The 91-year-old building lost its Sears retail store in the early 1980s and its Sears mail-order processing stopped there in the early 1990s. The building was vacant and blighted for nearly a generation before the restoration project and grand opening in August 2017.

The structure not only quickly filled with residents of 265 upstairs apartments and about 40 nonprofit, retail, office and educational tenants, but new, related buildings have risen around it including a 425-seat performance theater, a brewery, a gymnasium and a swimming pool.

Last year, the National Trust for Historic Preservation named Crosstown Concourse one of the top three historic preservation projects in the nation.

And the Congress for the New Urbanism awarded Crosstown Concourse its 2018 grand prize for urban planning.

Asked how many awards Crosstown Concourse has received, Pellicciotti responded with a laugh, “We’re on our third, type-written page of awards.”

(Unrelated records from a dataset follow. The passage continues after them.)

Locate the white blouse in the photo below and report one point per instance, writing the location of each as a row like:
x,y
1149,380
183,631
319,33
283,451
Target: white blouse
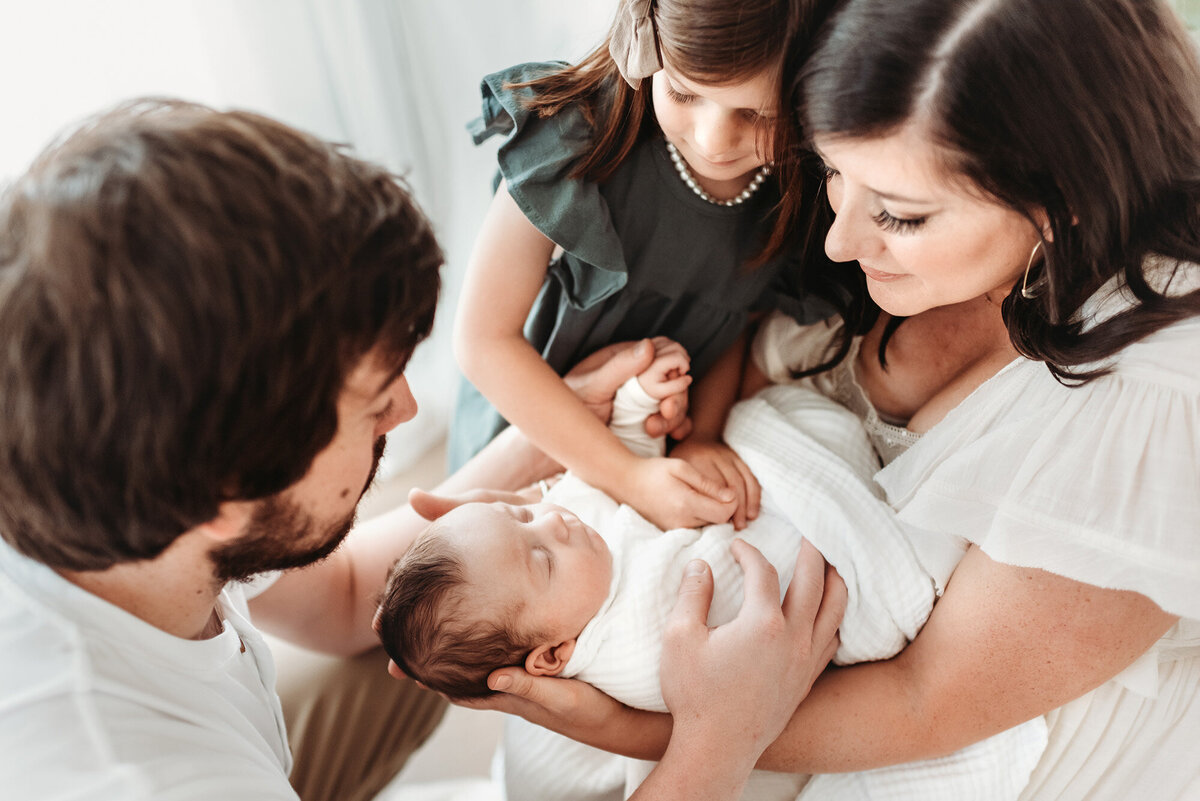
x,y
1099,483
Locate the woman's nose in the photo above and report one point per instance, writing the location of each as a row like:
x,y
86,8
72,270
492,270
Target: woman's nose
x,y
846,240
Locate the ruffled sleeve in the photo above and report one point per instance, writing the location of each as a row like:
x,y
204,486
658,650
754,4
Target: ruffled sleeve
x,y
535,160
1098,482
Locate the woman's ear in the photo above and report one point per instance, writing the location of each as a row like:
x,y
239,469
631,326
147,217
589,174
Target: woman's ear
x,y
550,660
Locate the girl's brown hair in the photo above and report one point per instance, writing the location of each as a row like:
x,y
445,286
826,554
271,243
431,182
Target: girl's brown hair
x,y
708,41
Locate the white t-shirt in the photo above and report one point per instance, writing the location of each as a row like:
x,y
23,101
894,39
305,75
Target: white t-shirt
x,y
97,704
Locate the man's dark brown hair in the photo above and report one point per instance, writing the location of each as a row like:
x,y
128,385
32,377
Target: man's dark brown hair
x,y
183,295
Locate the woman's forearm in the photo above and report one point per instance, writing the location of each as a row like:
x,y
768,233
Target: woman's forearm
x,y
1003,645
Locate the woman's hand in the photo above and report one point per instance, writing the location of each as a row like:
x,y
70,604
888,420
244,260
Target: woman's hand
x,y
738,685
718,462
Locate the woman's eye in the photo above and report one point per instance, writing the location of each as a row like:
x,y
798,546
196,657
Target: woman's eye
x,y
898,224
679,97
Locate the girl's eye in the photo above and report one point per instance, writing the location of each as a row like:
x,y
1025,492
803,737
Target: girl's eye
x,y
679,97
898,224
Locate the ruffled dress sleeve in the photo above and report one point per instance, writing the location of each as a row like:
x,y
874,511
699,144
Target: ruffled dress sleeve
x,y
535,160
1099,482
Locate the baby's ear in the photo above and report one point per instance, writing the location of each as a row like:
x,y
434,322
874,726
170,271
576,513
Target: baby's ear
x,y
549,660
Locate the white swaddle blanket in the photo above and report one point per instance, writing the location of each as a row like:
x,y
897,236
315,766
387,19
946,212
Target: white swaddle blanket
x,y
815,465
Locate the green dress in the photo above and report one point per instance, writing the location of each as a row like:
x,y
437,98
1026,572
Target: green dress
x,y
642,254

The recognition belies the belief by some that “you’ve got to go outside the city of Memphis to get high-caliber design,” Pellicciotti said. “So it’s really nice to have the recognition and acknowledgement of that caliber of design is produced by people here locally.”

Asked to name their favorite part of the Crosstown Concourse design, Pellicciotti responded, “For me it’s going to be how well the building serves its intended purpose of supporting the arts and the civic community uses that happen within and around it.”

He also likes that Crosstown Concourse’s success has bred more optimism in the city to the point that other mammoth projects, like the $950 million Union Row, are being pursued.

Ricks’ favorite part of the Concourse project was the collective way in which architects and clients broke up the scale of “this ginormous building.”

“I think how we carved it up and carved it out and reconnected it as far as the design moves we made,” Ricks said.

“We did enough to make it extroverted to the neighborhood context, to get certain floors linked together to get common space, to let the daylight in, for gatherings of different size crowds.”